I’d like to take the text form I have, put some variable names and qualifiers where the interesting stuff is and have a command line tool transmogrify the form and the template to a nice list of variables and their values.

I can’t be the only one, can I?

@Exxo
in reply to EndlessMason

@EndlessMason Especially with perl that’s a philosophical question :-)
But yes. Are there good ways to solve this with templates in Perl?
in reply to chris@strafpla.net

If that format has a name there might be something on metacpan.org

Otherwise just a for loop and either
- capture / nibble the start off lines with a regex - it looks like some columns end in : and some don't so
if (s/([^:]+)://) {...$1 }
- split also with a regex
If this is fixed with, so maybe
- scanf (printf backwards)
- match column widths (guess/check the numbers) @cols=/(.{5}):(.{15}).../

Then just use HTTP::Tiny / JSON / YAML / DBI+sqlite to stash it away

in reply to EndlessMason

@EndlessMason That’s exactly the - working - solution I want to avoid this time :-)
I want to take a formatted source with some annotations and use this to match the source and extract the data.
What really really irks me is that I’m feeling as if I had briefly seen something like this many years ago.
in reply to Charlie Stross

@cstross awk just is an option because it’s omnipresent - as is (some version of) Perl, so that’s fine, too.
But both don’t seem to come with a way of doing the trivial magic I’m envisioning.
Maybe I’ll just have to implement it myself - I think rewriting a human readable template to simple regex that is then used further down would work.
(And then I’d find umpteen better implementations that already have been done by people who unlike me are proper programmers.)
in reply to chris@strafpla.net

Oh, I’m not sure if that’s obvious: I want to parse the pretty text and extract some variables, not the other way around.
This entry was edited (3 weeks ago)
in reply to chris@strafpla.net

ah! That wasn't obvious, no. (Perl regexps with whitespace and inline comments for your future self? 🤪)
in reply to Charlie Stross

That would be close but I can not shake off the feeling that some time in the past I did use a tool with this workflow: Save text once, substitute values for variable names and types, mark up some irregularities, get an output of variable names and values for each new text.
This is so simple that a solution must exist.
This entry was edited (3 weeks ago)
in reply to chris@strafpla.net

@claushc I’ve used textfsm for hundreds of formatted text parsing problems just like this. It’s definitely the way to go.
in reply to pheller

@pheller @claushc It’s not exactly what I was looking for but maybe it is what I needed to find. And it pointed me in the direction of a lot of additional tools I didn’t know. That will be really useful, thanks!
in reply to chris@strafpla.net

if the input is fairly well-formed and stable, I would just throw a bit of awk at it, unless you plan on doing a lot of or complex processing on the result.
in reply to Michael Knudsen %n%n%n%n

@mk The input is very stable and I have mangled these things countless times with awk/sed/perl/… But every time I did this for more than one value it felt wrong, ineffective and not reusable.
The data basically is pre formatted with annotated values in positions relative to the annotations.
There must be a way that is more accessible, maybe template based. Someone must have done this already in a better way than I can. Maybe I’m just missing a trivial way of using the tools I have.
in reply to chris@strafpla.net

.@chris I’ve parsed a lot of things like this with awk / nawk / gawk.

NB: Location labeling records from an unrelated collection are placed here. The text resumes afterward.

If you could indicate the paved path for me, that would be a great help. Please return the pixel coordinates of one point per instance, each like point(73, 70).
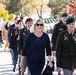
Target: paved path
point(6, 64)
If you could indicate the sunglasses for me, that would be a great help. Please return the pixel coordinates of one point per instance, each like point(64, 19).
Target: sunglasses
point(39, 24)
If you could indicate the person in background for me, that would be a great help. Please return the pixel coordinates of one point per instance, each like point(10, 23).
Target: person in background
point(34, 48)
point(23, 34)
point(14, 43)
point(66, 48)
point(2, 24)
point(59, 27)
point(5, 35)
point(11, 27)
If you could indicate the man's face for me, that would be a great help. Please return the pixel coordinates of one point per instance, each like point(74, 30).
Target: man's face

Put multiple lines in an awk script (.awk) that match patterns and set variables.

Then after you e matched the last line, do what you want with the variables. E.g.

($1 == “Running”){
runningMode=$4
state=$7}

($1 == “Power”){
powerManagementMode=$5
print state, powerManagementMode, runningMode

runningMode=“”
state=“”
powerManagementMode=“”
}

The idea is match lines that should have known value(s) in specific field(s) and use set variables to the proper values on the matched line.

Once you see the last line (in a set) then use the variables and set the variables to default / control values.

I’ve had great success with this as a #sysadmin

This is just for an idea, all typose are my cats fault. Negative warranty provided. 😉

in reply to DrScriptt

@drscriptt Thanks, this a good, well organized way I have been using variations of, too. IMHO this still is more complicated than it should be:
Usually we look at the source, then (mentally/ on paper) mark up what to extract and name it.
(This frequently is what we get from stakeholders!)
Then we translate this to an algorithm by counting whitespace and looking for unique regexes. This is what I’d like to avoid. (1/2)
in reply to chris@strafpla.net

I’d like to directly make use of the source and create an initial, human readable template by marking up dynamic parts in an effective way.
There are nice approaches to #templates for formatting #output. I’d like to find something similar for #input without reinventing a crutch and calling it a wheel.
(Yes, in an ideal parallel universe every source has a switch to output structured data.)

I’ll have to have a thorough look into existing ways of templating output, first. (2/2)

Unknown parent

Unknown parent

chris@strafpla.net
@DrGeraintLLannfrancheta I don‘t want to scrape, I want to match. I‘m tired of the old way, I have been hating it for decades but only now I understand why.
It is inefficient, it breaks easily and it needs someone (me) to translate a task that is already quite well defined (“capture this value in the example output”) into a format that requires expertise without - in nearly all cases - adding any value at all.
It stinks, this can’t be the best solution in whatever userland.